Via sa dixième mesure, le Codt souhaite aussi augmenter la sécurité juridique des acheteurs de biens immobiliers. « Avant, lorsqu’on constatait une infraction lors de l’achat d’un bien, c’était le nouveau propriétaire qui payait la facture. Le nouveau CoDT voudrait éviter cela via la prévention des infractions urbanistiques, l’adaptation des sanctions en fonction de la gravité des infractions et en favorisant la mise en conformité des actes et travaux infractionnels », explique l’orateur.

Le CoDT et la zone agricole

D’un point de vue administratif l’article 35 du CWATUPE devient l’article 36 du CoDT. Les activités agricoles demeurent la vocation première de la zone agricole. Celles-ci doivent répondre obligatoirement à un double critère objectif : elles doivent concerner la production, l’élevage ou la culture de produits agricoles ou horticoles et doivent être indispensables à l’exploitation agricole. « Attention qu’un producteur de plants est reconnu comme horticulteurs mais pas un entrepreneur de parcs et jardins. Ces derniers ne peuvent donc pas s’installer en zone agricole », précise Luc Van Der Vieren.

Selon l’agent, le CoDT facilitera le développement d’activités de diversification complémentaires à l’activité agricole de l’exploitant telles que la transformation, la valorisation et la commercialisation des produits mais aussi le tourisme à la ferme en ce comprises les activités récréatives.

Il offre également de nouvelles dispenses de permis, en relation directe avec les attestations de conformité telles que :

– pour les silos de stockage en tout ou en partie enterrés ou l’établissent d’une dalle de fumière, à condition que les murs de soutènement n’excèdent pas 1,5m ;

– pour la pose de citernes de récolte ou de stockage d’eau ou d’effluents d’élevage en tout ou en partie enterrés ou le placement de poche à lisier ;

– pour le placement de serres-tunnels saisonnières ;

– pour le placement d’habitats légers de loisirs (dans un terrain de camping à la ferme) moyennant certaines conditions et pour maximum 6 unités.

Un autre point positif du code est l’autorisation en zone agricole d’activités non agricoles telles que l’installation de modules de production d’électricité ou de chaleur privée, d’une unité de biométhanisation par propriété, d’une éolienne domestique par propriété, de petits abris pour animaux dont la superficie au sol peut aller jusqu’à 60 m² (+ 15 m² pour le stockage de l’alimentation)…

Permis et procédures

Pour terminer, Luc Van Der Vieren, rappelle les procédures de demande de permis d’urbanisme, d’environnement et permis unique (groupant urbanisme et environnement).

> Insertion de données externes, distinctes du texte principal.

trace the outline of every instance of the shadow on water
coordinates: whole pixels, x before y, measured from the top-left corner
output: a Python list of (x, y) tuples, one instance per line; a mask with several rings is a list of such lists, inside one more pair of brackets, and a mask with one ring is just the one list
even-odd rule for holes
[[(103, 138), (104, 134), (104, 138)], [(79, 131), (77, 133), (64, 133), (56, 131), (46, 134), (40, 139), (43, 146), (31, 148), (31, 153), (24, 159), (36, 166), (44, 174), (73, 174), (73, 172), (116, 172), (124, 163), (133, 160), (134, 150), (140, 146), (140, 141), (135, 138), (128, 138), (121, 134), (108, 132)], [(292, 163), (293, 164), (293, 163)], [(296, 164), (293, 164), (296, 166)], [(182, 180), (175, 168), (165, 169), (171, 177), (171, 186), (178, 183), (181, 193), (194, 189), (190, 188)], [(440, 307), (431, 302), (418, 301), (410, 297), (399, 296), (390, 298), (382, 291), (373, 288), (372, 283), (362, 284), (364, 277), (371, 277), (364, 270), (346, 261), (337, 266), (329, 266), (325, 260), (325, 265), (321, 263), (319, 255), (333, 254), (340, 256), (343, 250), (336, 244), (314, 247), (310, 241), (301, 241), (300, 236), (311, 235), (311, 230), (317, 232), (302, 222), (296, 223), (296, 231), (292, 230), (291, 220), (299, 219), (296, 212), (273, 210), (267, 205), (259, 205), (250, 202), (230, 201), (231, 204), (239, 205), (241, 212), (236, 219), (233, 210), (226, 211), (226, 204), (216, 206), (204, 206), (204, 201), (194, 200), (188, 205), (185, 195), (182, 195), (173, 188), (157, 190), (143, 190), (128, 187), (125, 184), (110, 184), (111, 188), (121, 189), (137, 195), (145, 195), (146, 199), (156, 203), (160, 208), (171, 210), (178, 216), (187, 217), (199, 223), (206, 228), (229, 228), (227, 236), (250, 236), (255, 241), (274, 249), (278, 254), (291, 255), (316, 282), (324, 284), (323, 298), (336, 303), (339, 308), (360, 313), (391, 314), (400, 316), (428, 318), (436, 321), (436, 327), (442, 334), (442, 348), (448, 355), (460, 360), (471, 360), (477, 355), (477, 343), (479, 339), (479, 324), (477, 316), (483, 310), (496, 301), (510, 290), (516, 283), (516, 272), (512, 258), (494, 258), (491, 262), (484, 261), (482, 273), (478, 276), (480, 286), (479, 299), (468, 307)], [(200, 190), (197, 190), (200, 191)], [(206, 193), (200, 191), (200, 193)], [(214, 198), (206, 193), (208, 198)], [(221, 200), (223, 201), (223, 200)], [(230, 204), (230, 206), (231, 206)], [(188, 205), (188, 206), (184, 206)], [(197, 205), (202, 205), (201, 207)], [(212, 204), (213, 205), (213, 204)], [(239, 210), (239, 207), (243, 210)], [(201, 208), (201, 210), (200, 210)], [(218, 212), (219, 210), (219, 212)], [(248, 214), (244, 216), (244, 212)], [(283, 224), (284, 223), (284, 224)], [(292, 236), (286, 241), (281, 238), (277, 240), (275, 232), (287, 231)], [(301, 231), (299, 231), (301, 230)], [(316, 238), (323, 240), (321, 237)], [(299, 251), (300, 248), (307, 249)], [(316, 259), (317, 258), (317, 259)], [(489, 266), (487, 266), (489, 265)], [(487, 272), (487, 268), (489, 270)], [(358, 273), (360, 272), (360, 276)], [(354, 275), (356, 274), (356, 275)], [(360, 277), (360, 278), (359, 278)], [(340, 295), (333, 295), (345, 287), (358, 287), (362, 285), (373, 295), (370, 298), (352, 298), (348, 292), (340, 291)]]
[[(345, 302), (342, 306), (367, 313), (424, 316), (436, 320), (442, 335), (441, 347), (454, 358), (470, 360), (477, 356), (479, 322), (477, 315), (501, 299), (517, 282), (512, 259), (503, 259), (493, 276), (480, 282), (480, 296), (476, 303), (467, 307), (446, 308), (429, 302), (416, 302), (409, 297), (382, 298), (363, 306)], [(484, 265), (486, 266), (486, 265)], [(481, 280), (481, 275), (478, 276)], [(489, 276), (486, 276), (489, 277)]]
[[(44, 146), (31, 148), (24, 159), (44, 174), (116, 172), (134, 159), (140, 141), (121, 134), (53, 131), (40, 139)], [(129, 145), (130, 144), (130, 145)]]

Dans le cas du permis d’urbanisme, la demande doit être déposée auprès de l’Administration Communale qui est reconnue comme l’autorité compétente. Celle-ci se charge de recueillir les avis auprès des services concernés à savoir, la DGO3-DDRE qui n’a dans ce cas qu’un avis consultatif et non décisionnel, le DNF et le service régional des incendies. Le délai d’obtention pour ce type de permis est de 115 jours.

Le délai d’obtention d’un permis d’environnement d’une validité de maximum 20 ans est quant à lui de 90 jours. Celui-ci est demandé à l’Administration communale qui fait office de relais la transmet au fonctionnaire technique (DGOARENE-DPA). ce dernier aura pour mission de demander leurs avis aux différents services et de renvoyer la réponse à l’Administration communale dans un délai de 75 jours. Le permis unique est soumis à la même procédure.

Pour conclure, l’orateur rappelle qu’un bâtiment, en zone agricole ou non, doit aujourd’hui avant tout être envisagé dans le but d’améliorer le bien-être des animaux et/ou la sécurité de l’exploitant qui est souvent seul.